'Torunlarımızın hakkını çalıyoruz' - Özer Akdemir

28 Kasım 2012 01:16  

 

'Torunlarımızın hakkını çalıyoruz' - Özer Akdemir

Turgutlu’da geçtiğimiz pazar günü “Çaldağı Sorunu ve Türkiye’de madencilik” konulu panel gerçekleştirildi. Turgutlu Çevre Platformu (TURÇEP) tarafından gerçekleştirilen panelin yürütücülüğünü Ege Üniversitesi emekli öğretim üyesi Prof. Dr. Ümit Erdem yaptı.

Özer Akdemir

Tarım cennetini asite boğuyorlar

Dünyanın 7 cennet vadisinden birisi olarak biliniyor. Ülke yüzölçümünün ancak % 8’i kadar olan birinci sınıf tarım topraklarının yarısı bu vadide. Üzüm diyarı. Dünya üzüm üretiminde ABD’den sonra geliyor. Çekirdeksiz kuru üzüm üretiminde ise dünya birincisi. Binlerce yıldır insanların yerleştiği, uygarlıklar kurduğu bir yurt. Orman varlığı ile bölgenin en önemli oksijen kaynağı… Gediz Vadisi’nden ve bu vadinin ortasındaki Çaldağı’ndan bahsediyoruz. Geçtiğimiz yıl üretime başlayan sülfürik asitli nikel madeninin cehenneme çevireceği söylenen bölge, işte böyle bir yer…

Madenci kaçtı, gelmedi

AKP hariç Turgutlu’daki bütün siyasi parti temsilcileri, CHP milletvekilleri ve çok sayıda kurum temsilcisinin katıldığı panel aslında madene karşı olanlarla madeni savunan bilim insanlarının ve uzmanlarının karşılıklı görüşlerini anlattıkları bir toplantı şeklinde örgütlenmek istemişti. Sözlü ve yazılı tüm çağrılara “biz ÇED raporumuzu aldık, orda her şeyi anlattık” diye yanıt vererek katılmayan, bunu yerine toplantının olduğu gün yerel gazetelere tam sayfa ilan vererek katılacak bilim insanlarını “kategorik maden karşıtı” olarak karalamaya çalışan madenci şirketin bu davranışı protesto edildi. Tüm konuşmacılar gerçekler karşısında şirketin söyleyecek sözü olmadığı için kaçtığını dile getirdiler.
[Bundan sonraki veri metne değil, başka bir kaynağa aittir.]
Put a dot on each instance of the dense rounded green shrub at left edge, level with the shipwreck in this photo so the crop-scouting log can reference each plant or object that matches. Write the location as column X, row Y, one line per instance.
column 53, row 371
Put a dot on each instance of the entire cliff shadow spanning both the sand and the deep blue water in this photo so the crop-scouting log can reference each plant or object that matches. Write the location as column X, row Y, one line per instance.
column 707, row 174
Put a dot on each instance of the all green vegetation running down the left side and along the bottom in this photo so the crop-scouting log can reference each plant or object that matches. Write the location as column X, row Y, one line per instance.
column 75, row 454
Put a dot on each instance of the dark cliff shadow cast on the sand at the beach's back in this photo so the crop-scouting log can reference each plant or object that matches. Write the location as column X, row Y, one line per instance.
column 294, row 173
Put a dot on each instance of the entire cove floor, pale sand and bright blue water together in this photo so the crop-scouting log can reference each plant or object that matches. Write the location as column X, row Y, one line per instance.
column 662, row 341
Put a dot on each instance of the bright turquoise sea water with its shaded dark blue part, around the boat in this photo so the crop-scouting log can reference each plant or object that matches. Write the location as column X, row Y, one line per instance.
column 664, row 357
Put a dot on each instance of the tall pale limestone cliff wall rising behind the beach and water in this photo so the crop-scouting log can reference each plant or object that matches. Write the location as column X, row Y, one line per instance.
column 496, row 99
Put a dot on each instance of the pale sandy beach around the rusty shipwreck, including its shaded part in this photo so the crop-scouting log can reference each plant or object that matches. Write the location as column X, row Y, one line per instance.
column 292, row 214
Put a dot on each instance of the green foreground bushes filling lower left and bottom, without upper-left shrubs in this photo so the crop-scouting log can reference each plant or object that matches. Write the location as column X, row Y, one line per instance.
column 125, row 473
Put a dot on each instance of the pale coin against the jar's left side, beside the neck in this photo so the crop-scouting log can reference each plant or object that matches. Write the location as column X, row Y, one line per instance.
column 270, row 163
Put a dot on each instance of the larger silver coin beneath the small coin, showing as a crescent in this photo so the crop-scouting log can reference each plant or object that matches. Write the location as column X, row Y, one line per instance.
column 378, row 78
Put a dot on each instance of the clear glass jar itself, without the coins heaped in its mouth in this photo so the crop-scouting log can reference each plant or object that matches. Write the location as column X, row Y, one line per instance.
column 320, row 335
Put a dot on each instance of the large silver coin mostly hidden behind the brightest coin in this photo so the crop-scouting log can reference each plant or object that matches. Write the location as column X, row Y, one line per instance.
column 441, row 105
Bu yapılan madencilik değil

Turgutlu Çevre Platformu (TURÇEP) tarafından gerçekleştirilen panelin yürütücülüğünü Ege Üniversitesi emekli öğretim üyesi Prof. Dr. Ümit Erdem yaptı. İTÜ Öğretim Görevlisi Prof. Dr. İsmail Duman Çaldağı’nda yapılan faaliyetin madencilik olarak nitelenemeyeceğini, bunun madencilik adı altında yapılan devasa bir kimyasal işletmecilik olduğunu söyledi. Duman, burada kullanılacak 18 milyon ton sülfirik asidin tankerlere konduğunda ve tankerlerin tampon tampona dizildiğinde Çin denizini geçerek denize döküldüğünü belirterek, “Bu korkunç bir şey” dedi.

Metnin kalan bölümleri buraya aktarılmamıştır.